Tumidity tries to “transcend the limits of the sublime” through false elevation and overblown language. Puerility (from the Latin puer–boy) is the fault Longinus associates with pedants: it is comprised of “learned trifling,” a hair-splitting (often seen in the pages of College English, and anything coming out of an MLA convention) which becomes “tawdry and affected.” Parenthyrsus is the expression of false, empty, or out-of-place passion, a kind of mawkish, tear-jerker sentimentality of the lowest-common-denominator sort. Longinus identifies as the source of these “ugly and parasitical growths in literature” the “pursuit of novelty in the expression of ideas.”

Longinus goes on to identify five elements of the sublime:
1) “the power of forming great conceptions”;
2) “vehement and inspired passion”;
3) “the due formation of figures”;
4) “noble diction”; and
5) “dignified and elevated composition.”
He recognizes great art by the presence of great ideas; great ideas, in turn, are conceived of by great men: “it is not possible that men with mean and servile ideas and aims prevailing throughout their lives should produce anything that is admirable and worthy of immortality. Great accents we expect to fall from the lips of those whose thoughts are deep and grave.” These great men capable of great ideas will also be capable of deep and sincere feeling which transcends the mawkish emotions of parenthyrsus. The “vehement and inspired passion” required for the sublime will, like great ideas, spring only from those without “mean and servile ideas.” The “due formation of figures” concerns those ways in which elevated thought and feeling may be best expressed: “a figure is at its best when the very fact that it is a figure escapes attention.” Noble language is that which transports the audience without distracting the audience: it is language which is transparent to the transcendent–to borrow one of Joseph Campbell’s favorite phrases. “Dignified and elevated composition” is that which forms important elements into an organic unity. There are, according to Longinus, six types of “figures”:

1) amplification
2) inversions of word order
3) polyptota–accumulations, variations, and climaxes
4) particulars combined from the plural to the singular
5) interchange of persons–addressing the audience as “you”

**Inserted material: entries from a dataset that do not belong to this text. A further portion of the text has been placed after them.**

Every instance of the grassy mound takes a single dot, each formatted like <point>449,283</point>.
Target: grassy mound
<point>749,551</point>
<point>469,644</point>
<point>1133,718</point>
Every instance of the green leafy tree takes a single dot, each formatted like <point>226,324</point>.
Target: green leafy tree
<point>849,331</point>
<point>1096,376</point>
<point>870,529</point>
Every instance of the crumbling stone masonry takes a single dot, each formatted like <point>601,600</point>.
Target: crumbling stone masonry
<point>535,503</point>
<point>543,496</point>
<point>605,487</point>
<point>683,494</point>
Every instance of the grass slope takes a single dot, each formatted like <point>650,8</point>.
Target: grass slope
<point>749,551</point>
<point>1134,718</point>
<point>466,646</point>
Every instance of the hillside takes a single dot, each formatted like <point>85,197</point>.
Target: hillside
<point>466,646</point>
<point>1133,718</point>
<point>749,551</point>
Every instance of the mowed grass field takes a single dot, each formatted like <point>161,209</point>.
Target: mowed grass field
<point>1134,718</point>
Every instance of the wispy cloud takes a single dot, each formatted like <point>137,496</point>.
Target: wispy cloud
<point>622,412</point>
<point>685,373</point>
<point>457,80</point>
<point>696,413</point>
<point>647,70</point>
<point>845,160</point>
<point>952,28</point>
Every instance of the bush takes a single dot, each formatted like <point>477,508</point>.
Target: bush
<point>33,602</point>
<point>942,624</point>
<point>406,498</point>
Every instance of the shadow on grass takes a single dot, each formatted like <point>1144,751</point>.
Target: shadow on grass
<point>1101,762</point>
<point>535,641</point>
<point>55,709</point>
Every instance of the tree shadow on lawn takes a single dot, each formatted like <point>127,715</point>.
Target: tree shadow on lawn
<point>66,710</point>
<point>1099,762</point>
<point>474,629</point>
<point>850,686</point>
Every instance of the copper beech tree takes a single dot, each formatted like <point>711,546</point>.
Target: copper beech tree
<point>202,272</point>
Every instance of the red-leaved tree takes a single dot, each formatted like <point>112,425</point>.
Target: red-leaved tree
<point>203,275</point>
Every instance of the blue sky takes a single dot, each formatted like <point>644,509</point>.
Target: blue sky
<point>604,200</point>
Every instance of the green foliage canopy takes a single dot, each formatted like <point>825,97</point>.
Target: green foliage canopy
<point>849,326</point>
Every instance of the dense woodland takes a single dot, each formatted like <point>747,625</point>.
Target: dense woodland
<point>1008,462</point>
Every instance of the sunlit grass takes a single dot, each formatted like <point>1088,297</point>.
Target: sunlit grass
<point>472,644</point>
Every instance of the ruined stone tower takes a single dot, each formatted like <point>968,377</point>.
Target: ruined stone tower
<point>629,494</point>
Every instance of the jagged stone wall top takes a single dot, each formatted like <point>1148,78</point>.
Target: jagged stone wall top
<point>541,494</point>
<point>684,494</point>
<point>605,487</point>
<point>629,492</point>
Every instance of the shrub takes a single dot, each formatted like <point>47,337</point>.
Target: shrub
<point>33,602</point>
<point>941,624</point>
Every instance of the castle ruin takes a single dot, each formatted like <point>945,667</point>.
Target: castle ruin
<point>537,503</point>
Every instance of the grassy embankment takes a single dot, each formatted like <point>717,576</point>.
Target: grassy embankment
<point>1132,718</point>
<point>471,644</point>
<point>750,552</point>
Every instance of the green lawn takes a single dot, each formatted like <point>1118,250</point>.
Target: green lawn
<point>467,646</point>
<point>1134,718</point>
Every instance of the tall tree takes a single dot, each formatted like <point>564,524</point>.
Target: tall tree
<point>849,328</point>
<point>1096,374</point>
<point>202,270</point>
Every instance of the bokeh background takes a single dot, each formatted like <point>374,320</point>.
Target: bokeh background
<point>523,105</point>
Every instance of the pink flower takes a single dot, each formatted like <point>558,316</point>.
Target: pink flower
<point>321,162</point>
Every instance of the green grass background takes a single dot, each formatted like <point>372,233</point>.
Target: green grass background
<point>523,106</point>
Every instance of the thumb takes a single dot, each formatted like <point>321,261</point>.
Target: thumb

6) periphrasis (circumlocution)–wordiness, circling around the issue rather than going straight to it; Longinus considers this especially dangerous. Longinus seems to fit squarely into the critical school described by T.S. Eliot’s “Tradition and the Individual Talent.” He recommends, as a way to the sublime, “the imitation and emulation of previous great poets and writers” (a move which puts him more clearly into alignment with the Aristotelian view of poetry as an object-in-itself than to the Platonic view of poetry–and any other “mimetic” art–as 3x removed from reality). He treats poetry as an agonistic process–anticipating Bloom’s anxiety of influence–speaking of Plato struggling “with Homer for the primacy.” The poet, in evaluating his work, should ask “How would Homer and the other greats have expressed this or that matter? What would they think of my work? How will succeeding ages view my work?